Inside the museum, my kids gazed in wonder, getting up close to many animals they had up to this point only seen on an iPad screen. Boissevain's wildlife museum is much more than a display of dead, stuffed animals - it's a science classroom. Mostly woodland creatures are presented with artful backdrops, curated specifically to depict the rawness of nature. The predator vs. prey relationship is on display: one exhibit shows a cougar downing a deer, and in another a musk ox fights off a pair of wolves. The burly bison is another favourite stop, and interpretation explains the significance of the bison hunt to the Métis and First Nations people inhabiting the region.
Digging for cultural history
Next door to the Irvin Goodon International Wildlife Museum, take a tour through the Mocur Gallery for curious artifacts from the people of the plains collected by a local amateur archaeologist. The crown jewel of the collection are the council stones, sacred stones gifted by former chieftan Sitting Eagle. A handsome bison fur coat stands in the corner, a symbol of the region's significant Métis culture. A large layered map adorns a back wall, inviting visitors to flip through and learn how human settlements in southwest Manitoba have evolved over the centuries. A life-sized replica of a sod house is also on-site, a tribute to Irvin Goodin's childhood home in the woods, and is a photo-worthy stop.
Strolling the streets of Boissevain
We took the rest of the afternoon to explore present-day Boissevain, saying 'hello' to Tommy the Turtle then ordering fresh sandwiches to-go from Sawmill Tea & Coffee Co (a community non-profit venture run by Prairie Partners that help persons with disabilities find employment). We headed to the picnic shelter at Arts Park, a flower/sculpture garden that pays homage to the seasons and the town's agriculture identity.
We strolled South Railway Street, stopping by a handful of art murals and historic buildings that give a nod to Boissevain in its heyday. While many prairie towns seem to be shrinking in population with an aging population, Boissevain has a palpable resurgence: kids are biking through the streets and young entrepreneurs - educated afar and choosing to return home - are setting up thriving businesses to serve the community.

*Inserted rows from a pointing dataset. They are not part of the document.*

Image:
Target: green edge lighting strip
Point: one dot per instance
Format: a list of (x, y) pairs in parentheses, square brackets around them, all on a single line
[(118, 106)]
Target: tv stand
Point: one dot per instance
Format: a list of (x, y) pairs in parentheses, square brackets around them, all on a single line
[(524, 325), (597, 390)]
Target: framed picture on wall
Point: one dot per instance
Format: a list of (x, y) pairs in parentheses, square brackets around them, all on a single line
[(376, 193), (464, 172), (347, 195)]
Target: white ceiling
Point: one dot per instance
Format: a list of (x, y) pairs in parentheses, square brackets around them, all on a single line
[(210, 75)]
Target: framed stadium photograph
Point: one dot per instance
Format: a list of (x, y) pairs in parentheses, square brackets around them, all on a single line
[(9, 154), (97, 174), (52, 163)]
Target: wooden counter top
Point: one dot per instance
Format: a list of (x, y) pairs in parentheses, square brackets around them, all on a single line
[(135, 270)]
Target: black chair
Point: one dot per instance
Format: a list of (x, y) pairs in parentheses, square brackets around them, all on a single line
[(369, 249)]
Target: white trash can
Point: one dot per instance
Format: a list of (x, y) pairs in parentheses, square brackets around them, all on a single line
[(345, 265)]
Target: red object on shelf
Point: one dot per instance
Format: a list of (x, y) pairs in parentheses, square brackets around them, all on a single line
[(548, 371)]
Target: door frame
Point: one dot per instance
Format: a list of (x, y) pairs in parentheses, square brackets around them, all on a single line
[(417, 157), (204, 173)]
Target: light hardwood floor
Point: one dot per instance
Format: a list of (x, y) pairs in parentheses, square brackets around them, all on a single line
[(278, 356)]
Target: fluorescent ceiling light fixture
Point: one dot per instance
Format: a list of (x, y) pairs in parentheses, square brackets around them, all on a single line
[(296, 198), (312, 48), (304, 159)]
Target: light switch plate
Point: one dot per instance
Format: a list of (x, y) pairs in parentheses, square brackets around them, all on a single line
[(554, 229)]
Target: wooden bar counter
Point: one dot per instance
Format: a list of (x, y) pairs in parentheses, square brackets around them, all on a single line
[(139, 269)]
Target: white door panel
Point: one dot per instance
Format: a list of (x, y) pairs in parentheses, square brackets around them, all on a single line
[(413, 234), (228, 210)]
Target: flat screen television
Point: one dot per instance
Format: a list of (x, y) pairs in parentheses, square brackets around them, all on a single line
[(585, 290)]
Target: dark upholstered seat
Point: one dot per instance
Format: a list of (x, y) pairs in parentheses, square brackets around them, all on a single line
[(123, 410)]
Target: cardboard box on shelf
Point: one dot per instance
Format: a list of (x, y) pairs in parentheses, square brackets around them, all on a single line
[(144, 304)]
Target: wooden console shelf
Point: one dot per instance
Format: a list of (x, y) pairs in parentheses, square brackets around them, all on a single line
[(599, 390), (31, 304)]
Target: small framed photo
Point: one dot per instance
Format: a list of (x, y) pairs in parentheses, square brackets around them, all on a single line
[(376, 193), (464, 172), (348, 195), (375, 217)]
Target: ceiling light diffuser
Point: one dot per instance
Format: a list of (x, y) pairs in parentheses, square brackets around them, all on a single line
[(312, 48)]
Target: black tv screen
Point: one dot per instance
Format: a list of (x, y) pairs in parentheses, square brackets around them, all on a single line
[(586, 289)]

The town's pride and joy is Boissevain Bakery, doling out drool-inducing donuts and artful Monarch butterfly sugar cookies, and Busy B Drive-in, a seasonal burger and ice cream haunt that is jammed packed with locals during summer.
Exploring the land
We returned to Lake Metigoshe, inspired to explore the land that has attracted life for over 12,000 years. After the last ice age, the Turtle Mountains area was the first land in present-day Manitoba to be free of ice and thus inhabited. Nearby Turtle Mountain Provincial Park is well-marked on the map and well-promoted for hiking, but the community of Lake Metigoshe is quietly mapping its own trails for visitors to explore outside of park boundaries.
The Lake Metigoshe trail near Turtle Mountain Resort is an easy 1.5 km loop for young families to attempt. The trail takes hikers to an observation tower where you can see for miles over the lake and into the U.S. It winds through deciduous forests, past a floating dock on wetlands and over a bridge next to a shallow lake. The experience is an outdoor classroom for school-age kids.
And the curtain closes on Lake Metigoshe
One thing visitors will take away from a cabin getaway at Turtle Mountain Resort is the sunset over the water. While the wildlife and people who have inhabited southwest Manitoba have changed over the centuries, the sunsets have remained constant.
Travel Manitoba staff was hosted by partner Turtle Mountain Resort, who did not review or approve this story.